When team members are allowed to work in the ways that are most effective for them and own their expertise, they are able to shine and bring their best work to the table. You hired each person because of their skills in a certain area, and in many cases they may be better at what they do than you are because they specialize in it. Hovering over their shoulders or trying to get them to do something the same way you would do it won’t create better results. Instead, provide them with the training they need, set clear expectations, and allow them to do their best within those parameters. When you give people ownership over their jobs and allow them to be responsible for their own tasks and problem solving, you might be surprised at creative solutions and positive results that arise.
Why can’t I do it all?
On a more personal level, the mindset of needing control as a business owner can negatively influence your own workday, your life, and even your business success. If you’re anything like many of the entrepreneurs I know, your calendar and task list are always full. There never seems to be enough time in the day to get everything done. You might get to the office before everyone else and stay late into the night after the rest of the team has left. This is certainly a common experience, but it doesn’t have to be. Not only do these kinds of long hours take a toll on your health both mentally and physically, but you’re missing out on important time with loved ones and much-needed rest that can help make you more effective in your job.

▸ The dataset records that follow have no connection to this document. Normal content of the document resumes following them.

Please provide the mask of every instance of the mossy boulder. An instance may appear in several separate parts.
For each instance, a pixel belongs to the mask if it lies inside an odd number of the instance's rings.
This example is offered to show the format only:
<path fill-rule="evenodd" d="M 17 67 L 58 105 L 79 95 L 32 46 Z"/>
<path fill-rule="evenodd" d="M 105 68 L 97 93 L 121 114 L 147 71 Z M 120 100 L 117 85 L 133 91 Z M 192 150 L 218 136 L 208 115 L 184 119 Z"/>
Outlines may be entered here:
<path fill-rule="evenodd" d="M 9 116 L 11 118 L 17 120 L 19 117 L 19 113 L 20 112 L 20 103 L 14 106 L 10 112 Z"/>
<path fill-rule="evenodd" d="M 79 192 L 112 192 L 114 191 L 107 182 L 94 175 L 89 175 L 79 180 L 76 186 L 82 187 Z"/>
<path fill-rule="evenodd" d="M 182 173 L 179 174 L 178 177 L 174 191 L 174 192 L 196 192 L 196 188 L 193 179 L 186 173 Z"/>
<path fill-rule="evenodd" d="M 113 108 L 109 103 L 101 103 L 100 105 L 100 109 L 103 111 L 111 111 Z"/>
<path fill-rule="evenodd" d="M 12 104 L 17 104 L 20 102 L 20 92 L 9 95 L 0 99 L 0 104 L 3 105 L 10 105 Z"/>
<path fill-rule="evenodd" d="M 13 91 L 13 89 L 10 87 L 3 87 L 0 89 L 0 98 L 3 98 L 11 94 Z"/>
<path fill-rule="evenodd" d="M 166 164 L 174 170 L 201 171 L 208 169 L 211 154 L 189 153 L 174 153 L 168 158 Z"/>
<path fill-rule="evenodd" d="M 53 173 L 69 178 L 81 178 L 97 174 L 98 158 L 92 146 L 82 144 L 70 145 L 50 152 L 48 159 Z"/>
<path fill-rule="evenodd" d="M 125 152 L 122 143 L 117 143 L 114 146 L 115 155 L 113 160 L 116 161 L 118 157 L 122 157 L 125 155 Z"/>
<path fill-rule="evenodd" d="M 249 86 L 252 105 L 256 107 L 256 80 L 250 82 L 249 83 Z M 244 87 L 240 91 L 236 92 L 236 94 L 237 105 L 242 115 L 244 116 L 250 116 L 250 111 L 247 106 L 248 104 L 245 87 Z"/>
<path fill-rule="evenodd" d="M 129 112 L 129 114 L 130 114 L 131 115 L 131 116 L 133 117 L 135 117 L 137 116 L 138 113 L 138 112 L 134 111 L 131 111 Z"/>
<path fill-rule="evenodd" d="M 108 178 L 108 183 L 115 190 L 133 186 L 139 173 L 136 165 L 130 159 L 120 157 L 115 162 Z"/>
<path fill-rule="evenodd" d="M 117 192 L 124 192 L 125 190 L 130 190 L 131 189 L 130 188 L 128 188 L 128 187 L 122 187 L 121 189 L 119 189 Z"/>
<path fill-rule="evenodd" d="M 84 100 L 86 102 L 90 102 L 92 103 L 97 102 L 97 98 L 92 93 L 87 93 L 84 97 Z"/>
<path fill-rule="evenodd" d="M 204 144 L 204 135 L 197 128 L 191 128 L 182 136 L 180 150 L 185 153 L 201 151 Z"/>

Many business owners take on more work than they need to, and it largely stems from the mindset of a need for control. They don’t believe anyone else can handle the tasks on their list. But I want to challenge this mindset. As the creative head of your business, your time is more valuable than anyone else’s. What are the activities in your day that bring the most value to your business? What tasks must be accomplished by you, and nobody else? Try to whittle this list down to less than six things, ideally three. Then, find a way to designate everything. Yes, it might be difficult, but you may be surprised to find that some tasks you thought had to be accomplished by you could actually be done by another member of your team.
For example, eliminate any unnecessary meetings from your schedule. Unless your direct input is needed, someone else can give you their summary of the meeting. Empower your team to make decisions without you in their realms of expertise. If you’re being bogged down by administrative tasks, hire an executive assistant or even a virtual assistant. Anything that doesn’t require your level of expertise can and should be delegated.
By freeing up your schedule in this way, you won’t have to work the long-haul days that have kept you exhausted for so long. You’ll have more creative time to dedicate to the business, which will allow you to begin new initiatives and work toward new goals. Just think of what you could accomplish if you had several more hours every day and the energy to fill them with productivity—it is possible, but you must reduce your need for control over every aspect of your business.
Start by building a great culture among your team so they are empowered to take ownership over their roles, solve problems, and make decisions in their areas of expertise. Set them up for success in this way, then get out of the way and let them do their jobs. It’s really true: you can take a step back and watch the business grow.
The photo above shows my leadership team: capable, smart, more expertise in their area than I have, and driven. Together, we accomplish more than I was able to do on my own. I’m not saying it was easy giving up control of my business, but I am so grateful I followed my business coach’s advice. I have watched this group grow the business, develop foundational structure that has enabled scalable growth, and teach me a thing or two along the way. Do I ever regret letting go of control? Never. I did it, and so can you!